Description
A wholesome and hearty Sweet Potato Breakfast Bowl, perfect for a nutritious start to your day. This recipe combines baked sweet potatoes with cooked quinoa or rice, topped with creamy avocado, Greek yogurt, and a hint of cinnamon. Optional toppings like nuts, seeds, berries, and honey add texture and natural sweetness, making it a balanced and customizable breakfast option.
Ingredients
Scale
Main Ingredients
- 2 medium sweet potatoes
- 1 cup cooked quinoa or rice
- 1/2 avocado, sliced
- 1/4 cup Greek yogurt or dairy-free yogurt
- 1/4 teaspoon cinnamon
- Salt and pepper to taste
Optional Toppings
- Nuts (such as walnuts or almonds)
- Seeds (such as pumpkin or chia seeds)
- Berries (fresh blueberries, raspberries, or strawberries)
- Honey
Instructions
- Preheat the oven: Set your oven to 400°F (200°C) to ensure it reaches the right temperature for baking the sweet potatoes evenly.
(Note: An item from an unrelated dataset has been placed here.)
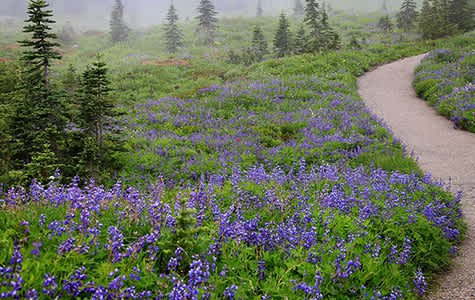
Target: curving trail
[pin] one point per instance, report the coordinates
(446, 153)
- Bake the sweet potatoes: Place the sweet potatoes on a baking sheet and bake for 45-60 minutes, until they are tender when pierced with a fork.
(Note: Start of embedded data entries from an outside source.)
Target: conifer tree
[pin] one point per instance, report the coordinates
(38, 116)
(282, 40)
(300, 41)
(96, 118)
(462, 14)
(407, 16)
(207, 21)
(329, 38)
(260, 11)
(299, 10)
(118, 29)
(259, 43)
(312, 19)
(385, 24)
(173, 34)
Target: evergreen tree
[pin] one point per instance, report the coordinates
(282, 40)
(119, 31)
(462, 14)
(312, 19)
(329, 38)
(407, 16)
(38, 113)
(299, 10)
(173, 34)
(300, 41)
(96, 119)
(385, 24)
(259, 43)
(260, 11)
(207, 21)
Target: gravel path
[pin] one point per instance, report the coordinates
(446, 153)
- Cool and slice: Remove the sweet potatoes from the oven and let them cool slightly, then carefully slice them open lengthwise.
- Mash the flesh: Scoop out the sweet potato flesh and mash it with cinnamon, salt, and pepper to enhance the natural sweetness and flavor.
- Assemble the bowl: Place a layer of cooked quinoa or rice at the bottom of your serving bowl, followed by the mashed sweet potato mixture.
- Add toppings: Top the bowl with sliced avocado, a dollop of Greek yogurt or dairy-free yogurt, and your choice of optional toppings like nuts, seeds, berries, or a drizzle of honey.
- Serve: Serve the breakfast bowl warm to enjoy a comforting and nutritious meal.
Notes
- You can substitute quinoa with rice or any grain of your choice.
- For a vegan version, use dairy-free yogurt and omit honey or replace it with maple syrup.
- Sweet potatoes can be baked ahead and stored refrigerated for up to 3 days.
- Adjust the cinnamon and salt to your taste preferences.
- Adding a protein like nuts or seeds enhances satiety and nutritional value.